The House Jan. 6 committee has subpoenaed a British documentary filmmaker who had access to President Trump’s inner circle in the weeks leading up to the 2021 attack on the Capitol.

The committee demanded in the subpoena that Alex Holder hand over raw footage he obtained “pertaining to discussions of election fraud or election integrity surrounding the November 2020 election,” interviews conducted with key members of the administration, and any footage taken on the day of the attack.

The subpoena, which the committee issued last week, was first reported by Politico on Tuesday.

Mr. Holder, who was working on a project about the Trump reelection campaign in the weeks leading up to the attack, said in a statement that he is fully cooperating with the committee and has “dutifully handed over all the materials the committee has asked for.”

“When we began this project in September 2020, we could have never predicted that our work would one day be subpoenaed by Congress,” he said. “As a British filmmaker, I had no agenda coming into this. We simply wanted to better understand who the Trumps were and what motivated them to hold onto power so desperately.”

The committee has, on several occasions, leaned on filmmakers and journalists to fill in the gaps throughout its nearly yearlong investigation.

In December, freelance photojournalist Amy Harris sued the committee over its subpoena of her phone records. She said the subpoena violated the longstanding legal protections for journalists.

In the months leading up to Jan. 6, Ms. Harris had been covering the Proud Boys and was present as members of the group stormed the Capitol. Several of her photographs from Jan. 6 were published in major publications, including The Washington Post and the Cincinnati Enquirer.

“These protections reflect a paramount public interest in the existence and maintenance of a vigorous, aggressive and independent press capable of furthering a robust, unfettered debate over controversial matters and are based on the firm recognition that effective newsgathering depends significantly on journalists’ ability to secure the confidence and trust of their sources,” her complaint said.
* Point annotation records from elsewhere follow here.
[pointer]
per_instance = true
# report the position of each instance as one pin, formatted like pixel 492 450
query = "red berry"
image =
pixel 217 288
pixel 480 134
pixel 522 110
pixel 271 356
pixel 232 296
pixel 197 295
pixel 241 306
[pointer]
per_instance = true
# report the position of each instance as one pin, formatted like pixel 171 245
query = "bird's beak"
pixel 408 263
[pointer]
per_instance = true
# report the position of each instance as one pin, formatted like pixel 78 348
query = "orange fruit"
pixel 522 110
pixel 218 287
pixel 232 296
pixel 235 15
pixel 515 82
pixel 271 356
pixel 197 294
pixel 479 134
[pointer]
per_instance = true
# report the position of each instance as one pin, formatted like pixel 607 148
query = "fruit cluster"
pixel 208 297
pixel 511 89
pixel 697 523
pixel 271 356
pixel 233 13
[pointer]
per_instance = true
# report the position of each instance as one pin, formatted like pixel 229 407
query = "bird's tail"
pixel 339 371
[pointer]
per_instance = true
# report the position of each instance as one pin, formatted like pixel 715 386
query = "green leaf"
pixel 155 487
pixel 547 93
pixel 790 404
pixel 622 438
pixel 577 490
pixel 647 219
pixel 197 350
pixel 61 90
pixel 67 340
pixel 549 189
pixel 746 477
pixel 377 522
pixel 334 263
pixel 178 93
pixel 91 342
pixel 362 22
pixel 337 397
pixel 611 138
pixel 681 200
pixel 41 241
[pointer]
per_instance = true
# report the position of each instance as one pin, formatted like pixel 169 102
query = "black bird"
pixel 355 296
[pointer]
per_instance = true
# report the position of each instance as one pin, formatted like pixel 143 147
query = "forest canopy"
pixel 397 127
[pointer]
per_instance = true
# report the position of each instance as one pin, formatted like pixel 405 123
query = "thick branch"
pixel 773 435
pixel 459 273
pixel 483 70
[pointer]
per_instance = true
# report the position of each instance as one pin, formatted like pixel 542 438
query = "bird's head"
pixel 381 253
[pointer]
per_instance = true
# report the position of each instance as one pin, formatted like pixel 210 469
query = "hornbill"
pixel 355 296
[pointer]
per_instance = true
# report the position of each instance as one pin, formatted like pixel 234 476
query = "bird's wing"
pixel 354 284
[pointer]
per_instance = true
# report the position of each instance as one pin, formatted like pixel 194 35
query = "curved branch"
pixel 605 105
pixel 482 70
The committee also showcased testimony from Nick Quested, another British documentary filmmaker who filmed members of the Proud Boys during the Capitol riot, in its primetime hearing earlier this month.

Before giving public testimony, Mr. Quested participated in closed-door interviews with the committee and handed over footage to the panel.

The committee on Tuesday is holding its fourth hearing in a series of public appearances which the panel kicked off this month to unpack its findings.

Republicans, who nearly unanimously oppose the committee, accuse Democrats of staging the hearing to smear Mr. Trump and the GOP and to distract from the party’s failure to address inflation and other issues more important to voters.

Mr. Trump has said the committee is a “kangaroo court.” He said the sole aim of the committee is to bar him from running in the 2024 presidential election.

On Friday, Mr. Trump called the committee members “con artists” at a conference hosted by the Faith and Freedom Coalition.

“There’s no clearer example of the menacing spirit that has devoured the American left than the disgraceful performance being staged by the ‘Unselect Committee,’” Mr. Trump said.